Hundreds of thousands of the mostly Muslim Rohingya community have fled Buddhist-majority Myanmar since 2017 after a military crackdown that is now the subject of a genocide case at the United Nations' highest court in The Hague.
US Secretary of State Antony Blinken is due to officially announce the decision to designate that crackdown a genocide in remarks at the Holocaust Museum in Washington on Monday, where an exhibit on "Burma's Path to Genocide" -- using a former name for the country -- is on display.
Around 850,000 Rohingya are languishing in camps in neighbouring Bangladesh, recounting mass killings and rape, while another 600,000 members of the community remain in Myanmar's Rakhine state where they report widespread oppression.
"This should have been done way before, however I believe the US decision will help the ICJ process for the Rohingya," said a Rohingya at a camp for those displaced by the crisis near Sittwe, the capital of Rakhine.
Thin Thin Hlaing, a Rohingya rights activist also welcomed the US move.
"I feel like we were living through a blackout but now we see a light, because they recognize our suffering," she told AFP.
- Widespread terror -
Blinken said in December last year during a visit to Malaysia that the United States was looking "very actively" at whether the treatment of the Rohingya might "constitute genocide".
The State Department released a report in 2018 that detailed violence against the Rohingya in western Rakhine state as "extreme, large-scale, widespread, and seemingly geared toward both terrorizing the population and driving out the Rohingya residents."

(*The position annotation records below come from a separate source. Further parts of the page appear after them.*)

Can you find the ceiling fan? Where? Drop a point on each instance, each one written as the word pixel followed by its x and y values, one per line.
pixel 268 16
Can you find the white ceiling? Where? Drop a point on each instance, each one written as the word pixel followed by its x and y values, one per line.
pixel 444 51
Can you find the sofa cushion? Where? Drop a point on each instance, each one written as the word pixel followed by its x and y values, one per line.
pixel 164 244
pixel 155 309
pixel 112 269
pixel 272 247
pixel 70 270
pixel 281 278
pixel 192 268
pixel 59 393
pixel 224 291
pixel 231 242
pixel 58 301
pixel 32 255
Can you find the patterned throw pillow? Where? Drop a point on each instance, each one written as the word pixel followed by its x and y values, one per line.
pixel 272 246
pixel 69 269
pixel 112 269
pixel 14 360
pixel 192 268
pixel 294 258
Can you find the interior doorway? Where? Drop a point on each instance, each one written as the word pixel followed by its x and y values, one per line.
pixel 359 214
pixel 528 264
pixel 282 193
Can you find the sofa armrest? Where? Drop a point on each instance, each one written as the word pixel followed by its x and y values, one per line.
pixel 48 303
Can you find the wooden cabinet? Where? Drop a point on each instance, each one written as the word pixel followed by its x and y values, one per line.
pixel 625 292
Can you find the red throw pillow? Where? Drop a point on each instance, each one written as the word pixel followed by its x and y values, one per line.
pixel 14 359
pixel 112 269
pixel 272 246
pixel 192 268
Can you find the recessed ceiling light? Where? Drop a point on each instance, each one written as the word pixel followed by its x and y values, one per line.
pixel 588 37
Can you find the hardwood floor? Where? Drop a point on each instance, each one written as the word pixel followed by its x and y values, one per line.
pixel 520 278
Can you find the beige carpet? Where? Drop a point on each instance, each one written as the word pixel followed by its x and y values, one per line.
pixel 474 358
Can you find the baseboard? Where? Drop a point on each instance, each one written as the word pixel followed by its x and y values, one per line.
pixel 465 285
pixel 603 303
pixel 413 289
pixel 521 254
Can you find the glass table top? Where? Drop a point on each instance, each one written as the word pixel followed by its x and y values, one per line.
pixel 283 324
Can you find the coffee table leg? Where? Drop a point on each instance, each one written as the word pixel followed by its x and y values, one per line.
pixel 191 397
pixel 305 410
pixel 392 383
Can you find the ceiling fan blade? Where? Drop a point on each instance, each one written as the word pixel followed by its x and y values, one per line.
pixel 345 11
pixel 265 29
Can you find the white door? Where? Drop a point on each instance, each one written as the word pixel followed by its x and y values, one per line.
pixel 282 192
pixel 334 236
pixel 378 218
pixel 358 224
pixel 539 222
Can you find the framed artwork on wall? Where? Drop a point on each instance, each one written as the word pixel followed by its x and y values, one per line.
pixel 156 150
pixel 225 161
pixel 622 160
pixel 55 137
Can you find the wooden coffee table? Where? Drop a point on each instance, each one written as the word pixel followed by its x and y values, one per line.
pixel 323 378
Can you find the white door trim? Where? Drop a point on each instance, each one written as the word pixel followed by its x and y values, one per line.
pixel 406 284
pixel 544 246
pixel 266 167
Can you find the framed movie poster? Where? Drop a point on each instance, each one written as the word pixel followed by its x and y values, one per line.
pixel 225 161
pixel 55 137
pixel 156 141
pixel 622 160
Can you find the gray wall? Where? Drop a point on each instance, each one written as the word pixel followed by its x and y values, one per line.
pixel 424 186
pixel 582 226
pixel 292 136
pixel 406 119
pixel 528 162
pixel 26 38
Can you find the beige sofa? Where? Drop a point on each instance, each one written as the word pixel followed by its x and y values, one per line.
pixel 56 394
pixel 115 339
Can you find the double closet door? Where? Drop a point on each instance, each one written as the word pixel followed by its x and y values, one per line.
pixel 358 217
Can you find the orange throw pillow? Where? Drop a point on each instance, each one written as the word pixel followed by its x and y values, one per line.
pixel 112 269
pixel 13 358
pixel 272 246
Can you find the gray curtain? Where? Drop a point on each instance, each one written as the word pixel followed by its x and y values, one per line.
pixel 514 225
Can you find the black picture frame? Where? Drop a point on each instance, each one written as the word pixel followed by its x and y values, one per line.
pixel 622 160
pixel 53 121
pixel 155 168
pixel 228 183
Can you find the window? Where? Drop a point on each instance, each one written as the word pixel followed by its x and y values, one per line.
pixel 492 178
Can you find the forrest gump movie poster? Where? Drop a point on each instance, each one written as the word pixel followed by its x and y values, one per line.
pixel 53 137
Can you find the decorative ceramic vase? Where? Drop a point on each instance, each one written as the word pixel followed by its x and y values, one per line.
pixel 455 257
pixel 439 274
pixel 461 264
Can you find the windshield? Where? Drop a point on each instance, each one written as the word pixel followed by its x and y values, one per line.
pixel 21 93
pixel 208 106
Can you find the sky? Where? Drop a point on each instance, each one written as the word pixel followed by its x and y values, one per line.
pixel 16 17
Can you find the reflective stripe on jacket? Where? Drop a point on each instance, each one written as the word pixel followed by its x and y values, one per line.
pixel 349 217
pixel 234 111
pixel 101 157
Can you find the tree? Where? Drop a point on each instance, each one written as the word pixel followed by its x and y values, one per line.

"I'll never forget the painful stories I heard in 2017 from members of the Rohingya community in Burma and Bangladesh -- stories of violence and crimes against humanity," US senator from Oregon Jeff Merkley tweeted Sunday evening about news of the genocide designation.
"Good to see the admin take this overdue step to hold this brutal regime accountable, which I've pushed for years," he said.
A legal designation of genocide -- defined by the UN as acts "committed with intent to destroy, in whole or part, a national, ethnical, racial or religious group" -- could be followed by further sanctions and limits on aid, among other penalties against the already-isolated military junta, the New York Times reported.
The United States slapped a series of sanctions on the country's leaders and, like other Western nations, has long restricted weapons to its armed forces, which even before the junta took power faced allegations of crimes against humanity for the brutal campaign against the Rohingya.
- Hague case -
The case opened against Myanmar by The Gambia at the International Court of Justice in 2019 has been complicated by last year's coup that ousted civilian leader Aung San Suu Kyi and her government, triggering mass protests and a bloody crackdown.
The Nobel peace laureate, who faced criticism from rights groups for her involvement in the Rohingya case, is now under house arrest and on trial by the same generals she defended at The Hague.
The administration of President Barack Obama had pumped large amounts of political capital into Myanmar's transition to a fledgling democracy, offering financial help and diplomatic support.
But the US also made clear its discomfort at ongoing violence between Myanmar's army and ethnic rebels as well as religious violence and discriminatory policies particularly targeting the Rohingya.